With the economy hinging on recession and tough times seeming imminent, this may not be the best time to take money out of your house for discretionary spending. So consider your reasons for refinancing. If the objective is to leverage reduced rates or procure a fixed rate loan - this is definitely an opportune time otherwise rethink your objectives.

A mortgage payment is a significant monthly expense that every prudent investor should consider ways of reducing. These low rates will not last long - so the time to consider your options and act is now.
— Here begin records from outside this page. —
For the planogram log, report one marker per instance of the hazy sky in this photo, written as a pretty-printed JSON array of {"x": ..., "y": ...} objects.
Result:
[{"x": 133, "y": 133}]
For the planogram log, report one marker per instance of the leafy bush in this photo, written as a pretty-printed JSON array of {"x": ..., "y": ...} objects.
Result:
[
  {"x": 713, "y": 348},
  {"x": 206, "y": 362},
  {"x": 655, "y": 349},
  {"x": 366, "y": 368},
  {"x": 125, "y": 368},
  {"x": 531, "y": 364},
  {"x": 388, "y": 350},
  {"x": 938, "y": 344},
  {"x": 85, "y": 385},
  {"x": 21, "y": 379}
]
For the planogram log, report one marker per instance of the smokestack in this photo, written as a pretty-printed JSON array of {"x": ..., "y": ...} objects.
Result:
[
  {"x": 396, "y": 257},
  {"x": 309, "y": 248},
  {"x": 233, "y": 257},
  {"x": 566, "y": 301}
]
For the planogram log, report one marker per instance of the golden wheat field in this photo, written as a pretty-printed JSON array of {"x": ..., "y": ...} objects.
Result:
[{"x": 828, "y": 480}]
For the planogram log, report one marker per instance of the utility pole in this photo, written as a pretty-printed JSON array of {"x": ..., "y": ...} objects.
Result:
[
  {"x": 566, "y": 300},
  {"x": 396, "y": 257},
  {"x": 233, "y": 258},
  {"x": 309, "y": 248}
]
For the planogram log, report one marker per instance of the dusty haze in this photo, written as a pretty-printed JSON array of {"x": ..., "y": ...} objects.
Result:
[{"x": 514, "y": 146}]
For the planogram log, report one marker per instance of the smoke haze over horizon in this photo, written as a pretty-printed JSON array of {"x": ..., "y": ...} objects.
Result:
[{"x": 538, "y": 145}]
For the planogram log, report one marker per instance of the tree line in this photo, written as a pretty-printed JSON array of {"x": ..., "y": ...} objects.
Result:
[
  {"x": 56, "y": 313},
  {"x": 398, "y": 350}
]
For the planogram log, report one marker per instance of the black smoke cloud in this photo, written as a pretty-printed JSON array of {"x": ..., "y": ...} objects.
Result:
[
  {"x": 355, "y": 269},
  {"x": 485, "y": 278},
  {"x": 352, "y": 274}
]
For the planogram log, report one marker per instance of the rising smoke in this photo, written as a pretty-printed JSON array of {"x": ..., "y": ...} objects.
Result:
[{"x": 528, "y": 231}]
Kiplingers - Time to Refinance - Fed move may not change mortgage rates

Subscribe to Investing Lessons RSS Feed or Get Email Updates


Mortgage Blog said...

Good article, want to just reiterate the importance of one point. People often underestimate the amount of money that closing costs eatup. Often it's closer to 5-8K after all the dust settles. People need to be careful to factor all costs when refinancing.

Samantha said...

You can refinance even your bad credit mortgage. Bad credit mortgage refinancing will help to save you money. In this case bad credit mortgage refinance is necessary if you need to do a debt consolidation and in most cases can still save you money over time. If your credit history is less than sparkling the most important factor to getting a refinance approved is to disclose these unfavorable marks as soon as possible so we may design a game plan to overcome it. Giving your lender a complete written explanation of every negative credit account will help you and is usually relatively easy to handle.

Richard said...

Your article is really excellent. Refinancing for a fixed rate mortgage can lower your rates and give you peace of mind. By setting your mortgage rate today, you know exactly how much your interest will cost and how long your loan will last. Fixed rate mortgages also allow you to buy down the rate, saving you thousands if you keep the mortgage for several years. You can also extend the loan period to reduce monthly payment amounts.


Sudipta Das said...

I am attending college and was wondering about investing my student loans into something safe like CD's or mutual funds. I am on a full ride scholarship for academics and do not need any loans for tuition and i have a part time job to cover any other bills. I was just wondering if it would be an okay idea to take out maybe 10 grand and invest it in a rather secure fashion. I was thinking something along the lines of CD's or mutual funds or both. What is your opinion?